FIG. 6 shows a diagram of a gas-supply system. The gas-supply system is configured for dosing two gases (gas 1 and gas 2) which are provided, for example, in pressurized gas tanks. The gas is dosed into a gas line loading to the patient via solenoid valves (SV1 and SV2) linked to a control unit (CPU). A pressure sensor (designated with Δp) for negative and positive pressure is installed in the gas line or, for example, at the outlet of the gas line (for instance, in front of the nose of the patient).

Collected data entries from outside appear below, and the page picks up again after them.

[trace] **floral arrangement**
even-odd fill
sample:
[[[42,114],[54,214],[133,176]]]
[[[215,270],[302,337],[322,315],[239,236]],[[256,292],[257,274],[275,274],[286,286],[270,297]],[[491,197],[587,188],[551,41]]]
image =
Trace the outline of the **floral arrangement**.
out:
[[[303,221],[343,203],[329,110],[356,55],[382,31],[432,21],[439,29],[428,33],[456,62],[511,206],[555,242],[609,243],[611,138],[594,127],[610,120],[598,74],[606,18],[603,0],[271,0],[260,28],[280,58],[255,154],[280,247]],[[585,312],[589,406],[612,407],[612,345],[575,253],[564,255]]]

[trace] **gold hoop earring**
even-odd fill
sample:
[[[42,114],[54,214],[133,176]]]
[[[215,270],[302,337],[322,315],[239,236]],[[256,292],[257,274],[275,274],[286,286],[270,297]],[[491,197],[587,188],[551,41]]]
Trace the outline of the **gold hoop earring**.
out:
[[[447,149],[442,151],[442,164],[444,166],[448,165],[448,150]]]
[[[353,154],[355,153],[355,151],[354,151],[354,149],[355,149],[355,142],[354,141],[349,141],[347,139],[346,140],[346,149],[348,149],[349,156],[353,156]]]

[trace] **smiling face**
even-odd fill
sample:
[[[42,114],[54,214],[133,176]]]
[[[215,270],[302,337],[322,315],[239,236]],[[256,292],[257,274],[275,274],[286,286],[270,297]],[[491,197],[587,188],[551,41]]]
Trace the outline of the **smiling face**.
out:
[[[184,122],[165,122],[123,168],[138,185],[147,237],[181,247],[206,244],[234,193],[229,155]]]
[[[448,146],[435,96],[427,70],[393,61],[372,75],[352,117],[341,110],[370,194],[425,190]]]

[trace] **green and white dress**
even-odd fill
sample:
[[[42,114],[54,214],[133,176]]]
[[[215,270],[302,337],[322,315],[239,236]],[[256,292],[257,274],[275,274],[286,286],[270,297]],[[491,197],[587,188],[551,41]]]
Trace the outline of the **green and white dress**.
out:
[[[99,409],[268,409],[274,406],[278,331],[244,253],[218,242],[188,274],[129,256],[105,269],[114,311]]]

FIG. 1 shows how a defined ratio between gas flow, dosing time and the corresponding starting point of the dosing during the expiration can be used to provide systematic therapy to any desired placed in the respiratory organs. Particularly by means of brief dosed gas surges (bolus), higher concentrations can be achieved at the site of action without adversely affecting other areas. This translates into a reduction in gas consumption—which, in turn, accounts for smaller and thus lighter storage containers—as well as into a minimization of possible side effects of the therapy. The brief time of dosing does not allow the gas mixture to become homogenized and the dosing surge propagates itself all the way to the desired site of action (FIG. 1).
 An example of an expiration curve as the basis for triggering and regulating a dosing procedure is shown in FIG. 2. If, as the pressure values fall, the expiration pressure P reaches the defined value or the threshold value of 1.2 mbar determined during the ventilation, the dosing (in the example, this corresponds to a time of 120 ms prior to the beginning of the inspiration) is triggered, and then many different forms of dosing (see FIGS. 3, 4, 5) can be carried out.
 By dosing the gases or aerosols only during the expiration, the anatomical dead space can systematically be exposed to the flow of gas. For example, the nasopharyngeal cavity or the trachea can be treated in a targeted manner (FIG. 3).
 The dosing can be done either via a nose clip or by means of a breathing mask.
 The pressure course is advantageously recorded by the same pressure sensor that is responsible for initiating the triggering signal (FIG. 6).
 The dosing sequence will be explained below.
 At a specific point in time of the expiration (mark a), a certain quantity of gas or aerosol is dosed. The dosing can proceed either only during the expiration (therapy in the anatomical dead space) or else during the inspiration as well (FIGS. 3, 4). Furthermore, several gases can be dosed (FIG. 5), whereby the starting point of the dosing (mark a in FIGS. 3 through 5) does not necessarily have to be the same. The dosing amounts and dosing times are greatly dependent on the therapy in question and can be varied at will.
 The starting point of the dosing, the duration of the dosing as well as the dosing mount all vary as a function of the lung areas that are to be exposed to the flow.